A look into the famous “Asbab-e-Baghawat-e-Hind”, which has now taken the form of a book, reveals that Sir Syed had vociferously opposed the conservative Muslim mindset as this, he thought, was the greatest hurdle to development. In a translation of the Bible, he had attempted to prove that Christianity was the closest religion to Islam. The book misses out important aspects of his teachings.

The book calls the Baloch “strong, brave people with deep love for Islam”. It further states that “in 1947, Balochistan decided to join Pakistan”. Historical accounts otherwise reveal that it was in the year 1948 that the Khan of Kalat had agreed to join Pakistan.

Curriculum review committee

After the passage of the 18th Amendment that grants provincial autonomy, education became a provincial subject. To review the current syllabus, a curriculum review committee was formed.

A member of the committee and chairman of the Board of Intermediate Karachi (BIEK), Anwar Ahmed Zai, thinks it is the best time for the media to highlight the drawbacks in the curriculum design so that the committee can pinpoint the glaring gaps in the textbooks to the education board.

“It is the need of the hour to limit, if not remove, words that promote religious intolerance. Pakistan Studies is a compulsory subject, unlike Islamiat which has the subject of Ethics as a substitute for the minority communities. The members of the minority communities must feel that they are equal Pakistanis,” he says.

Zai maintains that the ideology of Pakistan and history are two different things and one must not let ideology distort facts. “For instance, the Khan of Kalat had agreed to become part of Pakistan in 1948 on the basis of provincial autonomy in all matters other than finance, defence and foreign policy. One of the reasons for the unrest in Balochistan is the failure to abide by those conditions.” He condemns how the role of Hindu teachers has been highlighted in the chapter on the Fall of Dhaka. “A teacher is a cheater if he does not perform his job rightly irrespective of his race.”

“Teenage, when students are studying this book, is a period where education should aim to ignite curiosity and a thirst for knowledge. Poison in the form of education must be discouraged.”

Professor Jaffer Ahmed, chairman of the Pakistan Study Centre at the University of Karachi, is of the opinion that the contents of the book do not only discriminate against minorities, but also women. “Before the year 2004, no history book had a chapter on the Fall of Dhaka.”

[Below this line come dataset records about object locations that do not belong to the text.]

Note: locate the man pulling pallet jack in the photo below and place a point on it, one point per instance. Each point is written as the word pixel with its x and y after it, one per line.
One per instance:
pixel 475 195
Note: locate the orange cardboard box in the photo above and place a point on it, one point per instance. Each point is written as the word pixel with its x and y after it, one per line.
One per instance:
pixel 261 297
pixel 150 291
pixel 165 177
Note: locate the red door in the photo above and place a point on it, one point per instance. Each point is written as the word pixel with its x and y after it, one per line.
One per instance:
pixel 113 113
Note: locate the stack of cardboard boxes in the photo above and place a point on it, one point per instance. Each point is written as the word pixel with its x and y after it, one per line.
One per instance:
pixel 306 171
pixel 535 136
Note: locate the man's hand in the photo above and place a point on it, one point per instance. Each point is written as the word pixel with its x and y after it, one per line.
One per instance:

During Musharraf’s era, the professor says he was part of a committee of 19 educationists, including Pervez Hoodbhoy and Mubarak Ali. They presented a research paper titled “Subtle Subversion”. “We took three or four months and discussed each and every book taught in the areas of Urdu, English, Civics and Social Studies in Pakistan. One of the recommendations in the research paper included introducing Peace Studies as a subject.”

But even though the committee expected a positive response during the government of the so-called “enlightened ruler”, the paper was never accepted. “Our books are undemocratic. If we continue teaching them to our children, they may find out the truth from other sources later on in life. Or even worse, they may never find the truth,” says Ahmed.

It is high time the authorities looked into this extremely important subject that frames national identity. Generations have been fed­ on half truths and distorted facts.

This must stop, for nations which find lessons in history are the ones that progress. Policymakers must take a page out of France and Germany, which buried centuries of border disputes and enmity, and came out with a joint history book in 2006 that high school students in both countries follow.